150,000 diverse indoor scenes are generated via ProcTHOR, combined with 800,000 3D assets from Objaverse, to systematically elicit safety violations within the AI2THOR simulator.

Constrained Policy Learning: Lagrangian Method

The constrained optimization is converted into an unconstrained min-max problem via Lagrangian relaxation:

\[\min_\theta \max_{\lambda \geq 0} [-\mathcal{J}_r(\theta) + \sum_{i=0}^n \lambda_i \mathcal{J}_{c_i}(\theta)]\]
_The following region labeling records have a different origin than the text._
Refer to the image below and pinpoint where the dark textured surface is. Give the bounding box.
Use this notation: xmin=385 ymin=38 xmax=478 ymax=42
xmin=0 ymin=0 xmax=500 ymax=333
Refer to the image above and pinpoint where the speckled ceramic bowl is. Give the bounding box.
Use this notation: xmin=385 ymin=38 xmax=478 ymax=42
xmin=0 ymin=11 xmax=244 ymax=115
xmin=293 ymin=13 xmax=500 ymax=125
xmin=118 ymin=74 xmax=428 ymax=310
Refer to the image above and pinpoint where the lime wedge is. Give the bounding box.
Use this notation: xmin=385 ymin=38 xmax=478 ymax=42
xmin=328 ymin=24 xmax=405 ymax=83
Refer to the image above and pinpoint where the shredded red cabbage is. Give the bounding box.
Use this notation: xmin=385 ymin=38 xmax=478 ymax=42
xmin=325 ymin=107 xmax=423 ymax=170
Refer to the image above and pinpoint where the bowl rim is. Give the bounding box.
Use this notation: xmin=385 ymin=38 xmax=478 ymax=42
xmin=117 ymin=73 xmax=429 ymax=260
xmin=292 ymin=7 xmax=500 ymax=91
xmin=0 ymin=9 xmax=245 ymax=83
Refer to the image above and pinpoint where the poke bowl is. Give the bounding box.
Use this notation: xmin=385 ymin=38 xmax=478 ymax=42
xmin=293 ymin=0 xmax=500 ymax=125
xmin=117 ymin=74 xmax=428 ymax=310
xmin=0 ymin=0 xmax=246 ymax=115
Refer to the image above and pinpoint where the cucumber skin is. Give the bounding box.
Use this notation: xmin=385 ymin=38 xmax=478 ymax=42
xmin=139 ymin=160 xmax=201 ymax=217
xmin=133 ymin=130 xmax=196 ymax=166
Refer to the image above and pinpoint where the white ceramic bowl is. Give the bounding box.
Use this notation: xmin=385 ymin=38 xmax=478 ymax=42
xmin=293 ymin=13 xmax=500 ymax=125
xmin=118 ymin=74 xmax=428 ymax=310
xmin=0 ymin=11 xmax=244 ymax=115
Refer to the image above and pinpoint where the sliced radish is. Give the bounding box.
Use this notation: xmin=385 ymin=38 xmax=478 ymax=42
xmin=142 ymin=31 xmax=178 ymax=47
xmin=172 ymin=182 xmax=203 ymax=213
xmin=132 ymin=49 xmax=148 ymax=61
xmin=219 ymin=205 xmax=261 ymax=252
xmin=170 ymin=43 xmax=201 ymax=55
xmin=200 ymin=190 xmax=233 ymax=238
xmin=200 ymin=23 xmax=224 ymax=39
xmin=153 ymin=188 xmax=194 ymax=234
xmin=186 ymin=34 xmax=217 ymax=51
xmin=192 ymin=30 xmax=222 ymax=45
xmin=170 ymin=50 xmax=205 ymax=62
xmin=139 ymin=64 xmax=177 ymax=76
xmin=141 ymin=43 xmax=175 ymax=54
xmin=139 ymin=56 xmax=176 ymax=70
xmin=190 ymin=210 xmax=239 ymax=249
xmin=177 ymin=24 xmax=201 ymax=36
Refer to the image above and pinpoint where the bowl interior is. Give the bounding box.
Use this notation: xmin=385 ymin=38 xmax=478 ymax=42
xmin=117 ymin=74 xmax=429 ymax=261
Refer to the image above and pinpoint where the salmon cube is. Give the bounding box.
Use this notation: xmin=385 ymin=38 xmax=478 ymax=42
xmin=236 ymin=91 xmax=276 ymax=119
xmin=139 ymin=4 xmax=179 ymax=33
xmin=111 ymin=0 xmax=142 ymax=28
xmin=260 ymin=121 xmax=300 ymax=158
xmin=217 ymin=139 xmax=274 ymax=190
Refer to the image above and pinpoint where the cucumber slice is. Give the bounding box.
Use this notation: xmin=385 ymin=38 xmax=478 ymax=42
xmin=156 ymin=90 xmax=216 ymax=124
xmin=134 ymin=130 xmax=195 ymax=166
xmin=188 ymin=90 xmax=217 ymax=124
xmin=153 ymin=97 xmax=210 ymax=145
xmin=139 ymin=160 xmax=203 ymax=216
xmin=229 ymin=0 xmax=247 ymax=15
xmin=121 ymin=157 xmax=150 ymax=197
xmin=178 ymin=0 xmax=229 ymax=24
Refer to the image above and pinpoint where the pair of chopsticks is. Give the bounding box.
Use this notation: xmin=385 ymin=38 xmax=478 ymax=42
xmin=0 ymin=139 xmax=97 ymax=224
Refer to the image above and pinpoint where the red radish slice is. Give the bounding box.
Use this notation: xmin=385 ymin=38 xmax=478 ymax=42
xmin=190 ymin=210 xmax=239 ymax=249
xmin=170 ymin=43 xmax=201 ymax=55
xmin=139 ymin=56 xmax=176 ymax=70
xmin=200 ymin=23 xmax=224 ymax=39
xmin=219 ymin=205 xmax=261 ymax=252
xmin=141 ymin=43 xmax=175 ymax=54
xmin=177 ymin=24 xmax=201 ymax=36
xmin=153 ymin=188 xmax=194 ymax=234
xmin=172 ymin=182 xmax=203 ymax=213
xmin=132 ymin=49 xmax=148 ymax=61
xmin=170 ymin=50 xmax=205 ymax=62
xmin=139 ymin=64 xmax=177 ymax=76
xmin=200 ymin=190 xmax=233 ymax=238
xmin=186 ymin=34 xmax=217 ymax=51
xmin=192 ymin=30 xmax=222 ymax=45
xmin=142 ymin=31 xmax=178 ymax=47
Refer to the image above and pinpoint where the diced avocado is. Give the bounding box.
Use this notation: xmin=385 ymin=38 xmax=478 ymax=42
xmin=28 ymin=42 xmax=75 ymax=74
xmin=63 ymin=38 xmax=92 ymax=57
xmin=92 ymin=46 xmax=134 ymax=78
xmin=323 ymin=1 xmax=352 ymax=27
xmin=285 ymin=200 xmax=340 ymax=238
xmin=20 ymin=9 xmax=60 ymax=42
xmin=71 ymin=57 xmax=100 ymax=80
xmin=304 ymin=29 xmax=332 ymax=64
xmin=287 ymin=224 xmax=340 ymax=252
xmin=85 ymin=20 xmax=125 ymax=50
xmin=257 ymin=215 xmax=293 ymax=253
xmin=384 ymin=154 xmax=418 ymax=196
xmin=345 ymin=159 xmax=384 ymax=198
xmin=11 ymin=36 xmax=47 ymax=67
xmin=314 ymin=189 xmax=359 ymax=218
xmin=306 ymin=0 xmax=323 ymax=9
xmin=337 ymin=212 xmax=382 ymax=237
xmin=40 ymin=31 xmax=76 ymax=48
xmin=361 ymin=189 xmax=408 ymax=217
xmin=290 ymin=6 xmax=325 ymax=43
Dynamic Lagrange multipliers adaptively balance reward and cost objectives, prioritizing safety before maximizing task performance.

Safety Assurance

Evaluation is conducted along three dimensions: test-time safety (standard test set + OOD), long-tail safety (low-frequency dangerous events), and extreme-failure safety (behavior when tasks are infeasible).

Key Experimental Results

Main Results: ISA vs. Baselines

Method ObjNav SR↑/CC↓ PickUp SR↑/CC↓ Fetch SR↑/CC↓
SPOC-DINOv2 0.43/13.50 0.86/10.29 0.14/13.97
FLaRe 0.822/12.36 0.912/7.08 0.605/43.36
ISA 0.865/1.85 0.928/0.37 0.637/8.08

Average CC reduction: 83.58%; average SR improvement: +3.85%.

OOD Robustness

Perturbation ObjNav CC PickUp CC Fetch CC
None 1.85 0.37 8.98
+Color 3.10 1.82 15.34
+All 3.21 0.41 12.50

Safe behaviors remain stable under OOD conditions.

Extreme Failure Scenarios

Method Avg. CC
FLaRe 71.68
SPOC 14.63
ISA 2.20

Even when tasks completely fail (SR ≈ 0), ISA maintains safe behavior.

Ablation Study

Ablation Key Findings
Remove safety-critical components CC increases from 1.854 to 5.01
Fixed penalty coefficient Dynamic Lagrange multipliers significantly outperform fixed coefficients
Different cost thresholds 20% threshold yields the best balance

Key Findings

  1. Decoupling of safety and performance: ISA's safety cost distribution is independent of task success or failure, whereas FLaRe exhibits a significant negative correlation.
  2. Elimination of catastrophic trajectories: ISA completely eliminates high-risk trajectories with CC > 10.
  3. Cross-model generality: The approach is effective across different VLA architectures including EmbCLIP and Embodied-Codebook.

Highlights & Insights

  1. First systematic VLA safety alignment: A complete pipeline from modeling to assurance, constituting an integrated safety approach.
  2. Pareto-optimal safety–performance tradeoff: Explicit tradeoff achieved via the CMDP framework.
  3. Safety-CHORES benchmark: Carefully designed safety-critical scenarios that expose VLA vulnerabilities more effectively than existing benchmarks (2× higher CC).
  4. Sim-to-Real validation: Successfully deployed on a physical robot platform.

Limitations & Future Work

  1. Sim-to-Real transfer is validated only on the Safety-PickUp task.
  2. Safety predicates require manual design; automated safety specification extraction is an important future direction.
  3. Trajectory-level cost attribution assigns violations only to the last step of the offending segment; credit assignment warrants further investigation.
  4. SafeRL training requires 15M–25M steps, entailing considerable computational overhead.
  • FLaRe: Maximizes task reward via standard RL; ISA explicitly constrains safety costs under the CMDP framework.
  • Safe-RLHF: Addresses intent-level safety for LLMs; ISA extends this to physical-world embodied safety.
  • Insight: The CMDP framework provides a principled optimization paradigm for safety in embodied AI.

Rating

  • Novelty: ⭐⭐⭐⭐⭐ First systematic application of SafeRL/CMDP to VLA safety alignment.
  • Experimental Thoroughness: ⭐⭐⭐⭐⭐ Covers main results, ablations, OOD, extreme failures, cross-model generalization, and Sim-to-Real transfer.
  • Writing Quality: ⭐⭐⭐⭐ The four-stage ISA framework is clearly presented, though the paper is lengthy.
  • Value: ⭐⭐⭐⭐⭐ A landmark contribution to the field of embodied AI safety.